The recent news that the Florida woman who fired a warning shot to ward off her estranged abusive husband will be retried and may face up to 60 years behind bars if convicted has many questioning whether the state’s self-defense laws are racially biased.

The Jacksonville, Fla., native was convicted in 2012 on three counts of aggravated assault with a deadly weapon and sentenced to 20 years. The conviction was overturned last year when an appeals court ruled that the trial judge made a mistake in shifting the burden to Alexander to prove she acted in self-defense.

The office of Florida State Attorney Angela Corey confirmed it will seek to put Alexander in prison for 60 years when they retry her.

Assistant State Attorney Richard Mantei told the media that the state is simply following sentencing laws.
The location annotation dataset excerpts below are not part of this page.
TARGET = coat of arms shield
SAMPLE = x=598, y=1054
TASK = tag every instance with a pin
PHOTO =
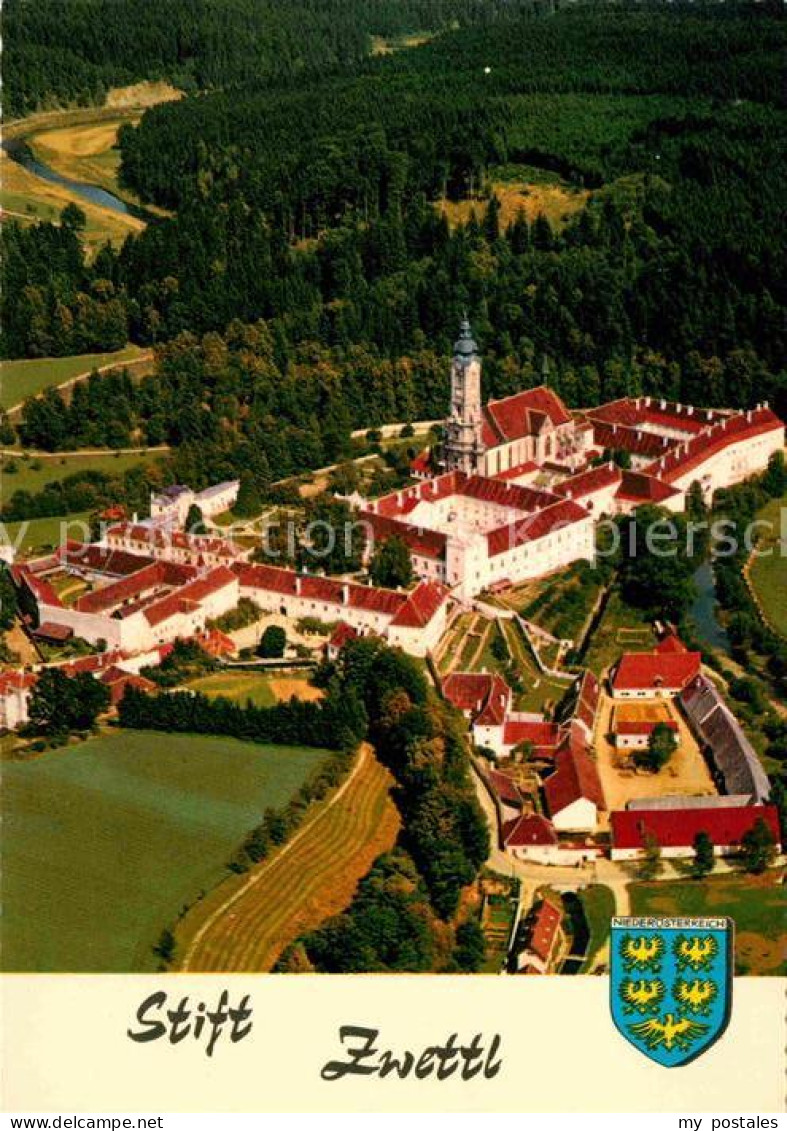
x=671, y=984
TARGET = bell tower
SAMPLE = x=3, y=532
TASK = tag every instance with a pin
x=464, y=448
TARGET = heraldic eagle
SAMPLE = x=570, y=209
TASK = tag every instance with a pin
x=671, y=1033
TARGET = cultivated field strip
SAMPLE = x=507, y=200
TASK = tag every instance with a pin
x=310, y=879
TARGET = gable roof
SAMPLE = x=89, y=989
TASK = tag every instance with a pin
x=485, y=696
x=650, y=671
x=544, y=930
x=522, y=414
x=586, y=483
x=576, y=778
x=527, y=830
x=676, y=828
x=421, y=605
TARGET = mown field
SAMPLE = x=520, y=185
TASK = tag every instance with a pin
x=36, y=534
x=260, y=689
x=35, y=473
x=768, y=571
x=598, y=904
x=248, y=921
x=27, y=198
x=20, y=379
x=621, y=629
x=755, y=904
x=106, y=842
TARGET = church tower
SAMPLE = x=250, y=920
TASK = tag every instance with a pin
x=464, y=448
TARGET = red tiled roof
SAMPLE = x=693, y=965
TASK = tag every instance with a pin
x=595, y=478
x=620, y=438
x=127, y=587
x=102, y=560
x=576, y=777
x=637, y=486
x=189, y=597
x=515, y=473
x=422, y=464
x=342, y=635
x=522, y=414
x=637, y=411
x=649, y=671
x=544, y=736
x=422, y=604
x=39, y=586
x=421, y=542
x=485, y=696
x=165, y=537
x=690, y=456
x=406, y=610
x=530, y=829
x=535, y=526
x=671, y=642
x=216, y=642
x=642, y=726
x=544, y=930
x=676, y=828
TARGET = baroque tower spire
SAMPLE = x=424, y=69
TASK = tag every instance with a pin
x=464, y=448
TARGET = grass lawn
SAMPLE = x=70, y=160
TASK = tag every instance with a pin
x=247, y=922
x=24, y=378
x=621, y=629
x=37, y=534
x=34, y=474
x=26, y=198
x=768, y=575
x=236, y=685
x=598, y=904
x=104, y=843
x=755, y=904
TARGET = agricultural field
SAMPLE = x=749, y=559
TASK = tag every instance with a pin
x=34, y=535
x=622, y=628
x=22, y=379
x=27, y=198
x=258, y=688
x=598, y=904
x=768, y=571
x=106, y=842
x=35, y=473
x=754, y=903
x=248, y=921
x=534, y=192
x=559, y=604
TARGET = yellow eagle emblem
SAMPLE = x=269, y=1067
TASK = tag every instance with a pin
x=697, y=995
x=672, y=1033
x=695, y=951
x=641, y=996
x=642, y=952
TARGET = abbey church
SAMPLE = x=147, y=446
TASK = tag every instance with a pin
x=521, y=482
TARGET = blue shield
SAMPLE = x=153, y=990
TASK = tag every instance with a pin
x=671, y=984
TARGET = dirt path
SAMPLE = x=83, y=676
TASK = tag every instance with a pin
x=313, y=877
x=147, y=355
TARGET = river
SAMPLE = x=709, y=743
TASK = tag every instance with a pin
x=19, y=152
x=703, y=611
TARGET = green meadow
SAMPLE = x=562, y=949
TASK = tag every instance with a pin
x=106, y=842
x=20, y=379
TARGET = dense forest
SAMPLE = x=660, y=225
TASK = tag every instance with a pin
x=308, y=284
x=72, y=53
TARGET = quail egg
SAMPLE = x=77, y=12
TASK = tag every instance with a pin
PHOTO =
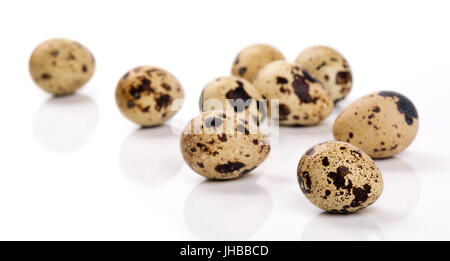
x=61, y=66
x=302, y=99
x=329, y=67
x=338, y=177
x=251, y=59
x=234, y=95
x=145, y=95
x=382, y=124
x=218, y=145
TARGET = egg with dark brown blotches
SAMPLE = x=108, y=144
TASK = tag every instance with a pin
x=382, y=123
x=235, y=95
x=339, y=178
x=254, y=57
x=302, y=99
x=329, y=67
x=145, y=95
x=219, y=145
x=61, y=66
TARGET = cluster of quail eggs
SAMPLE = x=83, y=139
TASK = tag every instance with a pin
x=225, y=140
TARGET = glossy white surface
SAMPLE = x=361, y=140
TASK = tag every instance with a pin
x=74, y=169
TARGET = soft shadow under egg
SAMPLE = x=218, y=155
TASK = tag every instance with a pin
x=338, y=227
x=227, y=210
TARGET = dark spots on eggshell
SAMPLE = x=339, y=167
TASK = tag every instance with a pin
x=343, y=77
x=339, y=180
x=229, y=167
x=404, y=105
x=301, y=89
x=239, y=96
x=163, y=101
x=325, y=162
x=361, y=195
x=327, y=193
x=308, y=76
x=222, y=137
x=213, y=122
x=145, y=109
x=200, y=165
x=143, y=86
x=130, y=104
x=242, y=71
x=305, y=182
x=203, y=147
x=284, y=111
x=281, y=80
x=318, y=67
x=245, y=172
x=241, y=128
x=46, y=76
x=166, y=86
x=356, y=154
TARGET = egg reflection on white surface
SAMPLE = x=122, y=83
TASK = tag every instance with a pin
x=337, y=227
x=150, y=156
x=231, y=210
x=64, y=124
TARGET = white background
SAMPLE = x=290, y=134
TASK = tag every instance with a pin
x=75, y=169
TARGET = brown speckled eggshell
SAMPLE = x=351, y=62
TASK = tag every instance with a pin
x=338, y=177
x=233, y=88
x=218, y=145
x=145, y=95
x=329, y=67
x=254, y=57
x=382, y=124
x=302, y=99
x=61, y=66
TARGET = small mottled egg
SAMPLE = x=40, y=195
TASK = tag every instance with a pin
x=382, y=124
x=338, y=177
x=254, y=57
x=235, y=95
x=329, y=67
x=218, y=145
x=61, y=66
x=302, y=99
x=145, y=95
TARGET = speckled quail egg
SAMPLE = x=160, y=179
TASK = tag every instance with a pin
x=218, y=145
x=302, y=99
x=61, y=66
x=338, y=177
x=234, y=95
x=382, y=124
x=145, y=95
x=329, y=67
x=254, y=57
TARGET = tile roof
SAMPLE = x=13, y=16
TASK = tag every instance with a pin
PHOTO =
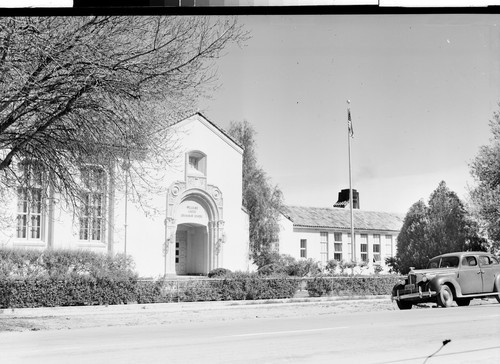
x=340, y=218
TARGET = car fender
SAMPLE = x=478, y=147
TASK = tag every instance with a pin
x=438, y=281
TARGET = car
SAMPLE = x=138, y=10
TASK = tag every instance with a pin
x=459, y=276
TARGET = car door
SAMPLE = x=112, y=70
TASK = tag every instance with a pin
x=488, y=271
x=469, y=275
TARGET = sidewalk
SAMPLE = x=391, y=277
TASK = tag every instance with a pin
x=175, y=307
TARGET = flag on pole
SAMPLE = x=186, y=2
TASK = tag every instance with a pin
x=349, y=123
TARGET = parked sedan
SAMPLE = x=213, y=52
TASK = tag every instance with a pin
x=459, y=277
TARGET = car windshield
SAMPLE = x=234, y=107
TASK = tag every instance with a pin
x=443, y=262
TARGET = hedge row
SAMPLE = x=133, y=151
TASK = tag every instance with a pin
x=87, y=290
x=27, y=263
x=339, y=286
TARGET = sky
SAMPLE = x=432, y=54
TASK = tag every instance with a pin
x=422, y=87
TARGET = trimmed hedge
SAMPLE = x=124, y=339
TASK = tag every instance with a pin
x=338, y=286
x=25, y=263
x=73, y=291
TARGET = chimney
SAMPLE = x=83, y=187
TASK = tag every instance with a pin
x=343, y=200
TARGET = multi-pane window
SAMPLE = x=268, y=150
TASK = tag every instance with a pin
x=303, y=248
x=364, y=247
x=323, y=247
x=349, y=247
x=376, y=248
x=92, y=204
x=337, y=247
x=388, y=246
x=29, y=203
x=197, y=163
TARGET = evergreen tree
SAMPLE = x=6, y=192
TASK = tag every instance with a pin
x=444, y=226
x=485, y=197
x=262, y=200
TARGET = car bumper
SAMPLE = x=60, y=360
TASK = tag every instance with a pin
x=403, y=295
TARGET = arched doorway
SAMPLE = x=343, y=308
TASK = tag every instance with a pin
x=191, y=249
x=194, y=230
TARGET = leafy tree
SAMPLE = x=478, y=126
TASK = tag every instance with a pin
x=485, y=197
x=79, y=90
x=262, y=200
x=441, y=227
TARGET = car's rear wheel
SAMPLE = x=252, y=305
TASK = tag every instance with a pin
x=403, y=305
x=463, y=301
x=445, y=296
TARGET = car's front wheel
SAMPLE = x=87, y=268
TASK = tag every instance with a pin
x=403, y=305
x=445, y=296
x=463, y=301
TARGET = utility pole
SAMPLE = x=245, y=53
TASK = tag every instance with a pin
x=350, y=134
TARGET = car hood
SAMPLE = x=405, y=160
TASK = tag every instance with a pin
x=433, y=271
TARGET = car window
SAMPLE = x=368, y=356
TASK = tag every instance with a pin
x=484, y=260
x=433, y=263
x=469, y=261
x=449, y=262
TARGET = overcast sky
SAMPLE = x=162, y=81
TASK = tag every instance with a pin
x=422, y=90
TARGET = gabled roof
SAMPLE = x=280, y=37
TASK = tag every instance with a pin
x=181, y=117
x=340, y=218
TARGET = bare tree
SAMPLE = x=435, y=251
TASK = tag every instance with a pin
x=79, y=90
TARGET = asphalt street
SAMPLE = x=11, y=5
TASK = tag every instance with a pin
x=373, y=337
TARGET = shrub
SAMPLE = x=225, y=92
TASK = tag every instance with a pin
x=71, y=291
x=331, y=266
x=347, y=286
x=319, y=286
x=218, y=272
x=23, y=263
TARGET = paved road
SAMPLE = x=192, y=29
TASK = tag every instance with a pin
x=376, y=337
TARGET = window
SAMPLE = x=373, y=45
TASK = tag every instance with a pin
x=303, y=248
x=484, y=260
x=92, y=204
x=364, y=247
x=29, y=203
x=469, y=261
x=376, y=248
x=323, y=247
x=349, y=247
x=337, y=247
x=388, y=246
x=196, y=163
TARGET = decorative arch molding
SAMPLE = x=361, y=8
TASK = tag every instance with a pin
x=211, y=199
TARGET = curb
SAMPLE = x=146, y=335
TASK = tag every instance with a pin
x=177, y=307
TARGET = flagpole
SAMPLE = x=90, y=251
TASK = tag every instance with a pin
x=351, y=197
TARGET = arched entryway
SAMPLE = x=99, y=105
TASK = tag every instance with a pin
x=191, y=249
x=194, y=230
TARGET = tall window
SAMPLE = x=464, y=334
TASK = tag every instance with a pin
x=93, y=203
x=388, y=246
x=364, y=247
x=197, y=163
x=303, y=248
x=337, y=247
x=323, y=247
x=376, y=248
x=349, y=247
x=29, y=202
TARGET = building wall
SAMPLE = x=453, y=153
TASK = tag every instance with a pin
x=143, y=234
x=290, y=243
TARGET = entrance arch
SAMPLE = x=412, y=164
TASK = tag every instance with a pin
x=194, y=230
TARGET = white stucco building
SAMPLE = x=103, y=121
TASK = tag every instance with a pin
x=324, y=234
x=198, y=225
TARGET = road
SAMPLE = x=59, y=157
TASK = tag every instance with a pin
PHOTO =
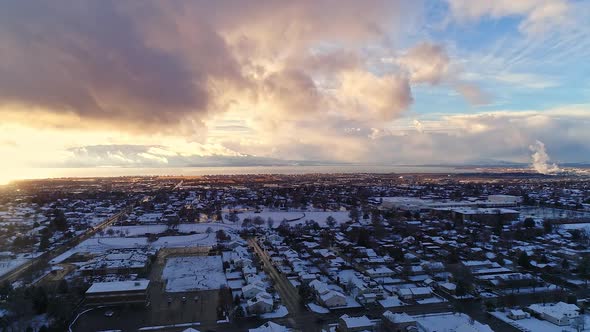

According to Florida’s strict firearm laws, crimes committed with guns require sentences to run consecutively rather than concurrently.

Critics say it’s outrageous to seek triple the original sentence as they retry her on three counts of aggravated assault, saying that the original mandatory minimum 20-year sentence was overly harsh for the 33-year-old mother, who unsuccessfully attempted to use Florida’s “Stand–Your–Ground” law in her defense.

The Free Marissa Now campaign released a statement condemning Corey’s office, saying they believe she has “launched a campaign of escalating punishment of Marissa Alexander to shield herself from charges of mishandling trials and failing to secure guilty verdicts for the murders of Black teens Jordan Davis and Trayvon Martin.”

“A 60-year sentence for Marissa Alexander would not only be devastating for her, her children and family, and her community, it would be a decisive blow to the right to self-defense for Black women and all women,” Free Marissa Now leader Aleta Alston-Toure said in the statement. “Incarcerating Marissa Alexander will send a strong message to all survivors that violence against them will be ignored and they instead will be subject to prosecution if they defend their lives.”

While she awaits her retrial, Florida politicians have begun considering legislation that lawmakers say was inspired by Alexander’s case, pushing a bill that would expand the state’s “Stand–Your–Ground” law to include warning shots.

Alexander’s new trial is set to begin July 28.